No, obviously ocean waters can't be stopped from rising. The question is all about
how much they're going to rise. It really annoys me when people treat global warming as an all or nothing quantitative affair.
Yes, every climate model overshot air warming leading up to 2014. But they also all undershot ocean warming. That's because, for some reason nobody understands, from 1998 to 2014 all the extra thermal energy caused by CO2 forcing went into the ocean. But since 2014 air temperatures have shot up very rapily and now we're back on the trend-line predicted by models.[1] But really, you could just as easily have argued that models were undershooting because they all predicted cooler oceans than we got. And Ocean warming is the important part for determining sea levels. Christy was dishonestly cherry picking stats to make it look like errors only go in one direction when really they go in both.
If all you know about the global warming debate is what was in that video I can see how you found it convincing but it's actually a very shallow treatment of the whole topic. It's really hard to get into depth in a video, that why so many of us are reluctant to watch them when someone links to one.
[1]https://en.wikipedia.org/wiki/Global_temperature_record#/med...

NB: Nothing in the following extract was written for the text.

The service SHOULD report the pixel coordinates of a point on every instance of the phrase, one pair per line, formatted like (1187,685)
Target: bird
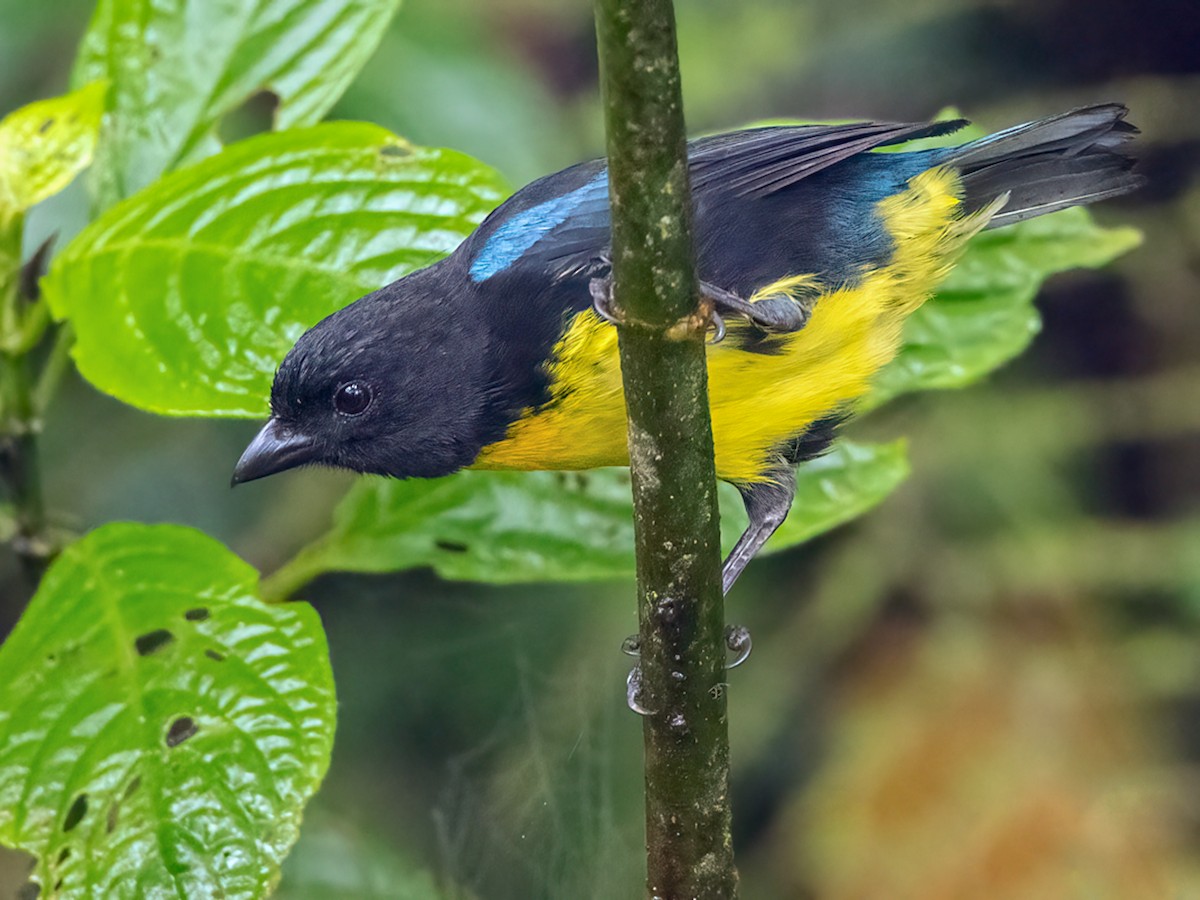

EDIT: And in the future, can you try summarizing things from a video like this you found persuasive rather than just telling people to watch the video? If you had mentioned the "Overshot for the last 30 years" thing it should have been immediately obvious to people who follow climate science what was happening and how you'd been mislead. Then I wouldn't have had to wade through an hour long video trying to figure out what you found persuasive in it. I'm generally reluctant to watch videos linked off of Hacker News because they usually aren't worth it and after this I think people are going to find it even harder to persuade me to do so without better evidence.